Contextualized Speech Recognition: Rethinking Second-Pass Rescoring with Generative Large Language Models

Yixuan Tang; Anthony K. H. Tung

doi:10.24963/ijcai.2024/716

Contextualized Speech Recognition: Rethinking Second-Pass Rescoring with Generative Large Language Models

Yixuan Tang, Anthony K. H. Tung

Proceedings of the Thirty-Third International Joint Conference on Artificial Intelligence

Main Track. Pages 6478-6485. https://doi.org/10.24963/ijcai.2024/716

PDF BibTeX

Automatic Speech Recognition (ASR) systems have witnessed notable advancements in recent years. Contextualized ASR tasks require recognizing speech not as isolated utterances but within the broader context in which they occur.
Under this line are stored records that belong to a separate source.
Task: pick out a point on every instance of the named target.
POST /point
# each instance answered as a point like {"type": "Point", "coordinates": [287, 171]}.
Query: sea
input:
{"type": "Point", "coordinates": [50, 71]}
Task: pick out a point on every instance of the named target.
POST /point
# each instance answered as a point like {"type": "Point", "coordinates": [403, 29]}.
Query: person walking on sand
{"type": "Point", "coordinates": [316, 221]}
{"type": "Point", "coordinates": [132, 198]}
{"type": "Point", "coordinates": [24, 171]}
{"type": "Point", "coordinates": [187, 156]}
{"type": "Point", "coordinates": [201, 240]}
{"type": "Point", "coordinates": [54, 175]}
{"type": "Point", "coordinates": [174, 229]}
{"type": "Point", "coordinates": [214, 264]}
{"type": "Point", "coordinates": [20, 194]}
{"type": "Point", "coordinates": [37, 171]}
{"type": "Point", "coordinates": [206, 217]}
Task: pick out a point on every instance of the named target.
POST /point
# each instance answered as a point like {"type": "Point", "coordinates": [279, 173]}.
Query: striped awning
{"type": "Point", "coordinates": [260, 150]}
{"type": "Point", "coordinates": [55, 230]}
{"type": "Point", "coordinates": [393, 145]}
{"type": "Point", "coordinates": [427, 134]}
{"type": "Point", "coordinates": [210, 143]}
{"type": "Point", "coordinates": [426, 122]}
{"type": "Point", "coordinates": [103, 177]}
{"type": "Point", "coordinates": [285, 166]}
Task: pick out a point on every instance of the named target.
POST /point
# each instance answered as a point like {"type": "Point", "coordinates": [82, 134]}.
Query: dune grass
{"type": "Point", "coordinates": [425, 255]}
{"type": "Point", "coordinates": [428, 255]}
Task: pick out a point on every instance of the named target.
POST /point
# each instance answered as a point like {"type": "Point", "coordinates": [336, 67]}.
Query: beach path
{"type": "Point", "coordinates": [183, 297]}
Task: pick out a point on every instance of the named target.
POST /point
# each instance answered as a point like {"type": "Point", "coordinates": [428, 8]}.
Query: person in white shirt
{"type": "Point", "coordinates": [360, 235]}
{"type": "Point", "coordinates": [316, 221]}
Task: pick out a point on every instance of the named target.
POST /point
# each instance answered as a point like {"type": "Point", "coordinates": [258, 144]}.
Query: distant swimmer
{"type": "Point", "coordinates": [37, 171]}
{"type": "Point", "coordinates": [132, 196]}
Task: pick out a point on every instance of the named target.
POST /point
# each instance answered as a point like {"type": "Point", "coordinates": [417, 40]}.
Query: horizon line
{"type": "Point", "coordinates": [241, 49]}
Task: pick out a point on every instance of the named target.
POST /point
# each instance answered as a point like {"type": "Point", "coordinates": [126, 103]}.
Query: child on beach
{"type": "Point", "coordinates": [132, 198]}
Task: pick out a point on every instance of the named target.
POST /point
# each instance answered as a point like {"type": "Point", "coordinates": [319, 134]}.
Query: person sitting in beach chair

Conventional approaches often employ a second-pass paradigm to re-rank initial transcriptions, yet they risk propagating errors across candidate hypotheses, thereby compromising recognition precision. In this study, we introduce a novel framework that diverges from typical second-pass rescoring methods. Given n-best hypotheses, we leverage prompting with a large language model for contextualized second-pass generation. Besides pursuing higher accuracy, we aim to explore the performance boundaries without substantially altering the underlying pre-trained speech and language models. We investigate the effectiveness of the proposed paradigm through zero-shot prompting and strategic low-rank adaptation tuning. On the multi-accent spoken reading comprehension benchmark SQuAD-SRC, both prompting and fine-tuned models outperform the 1-best ASR hypothesis, achieving notable relative Word Error Rate (WER) improvements of 13.6% and 45.9%, respectively. The results suggest that the proposed approach enhances transcription accuracy and contextual understanding.

Keywords:

Natural Language Processing: NLP: Speech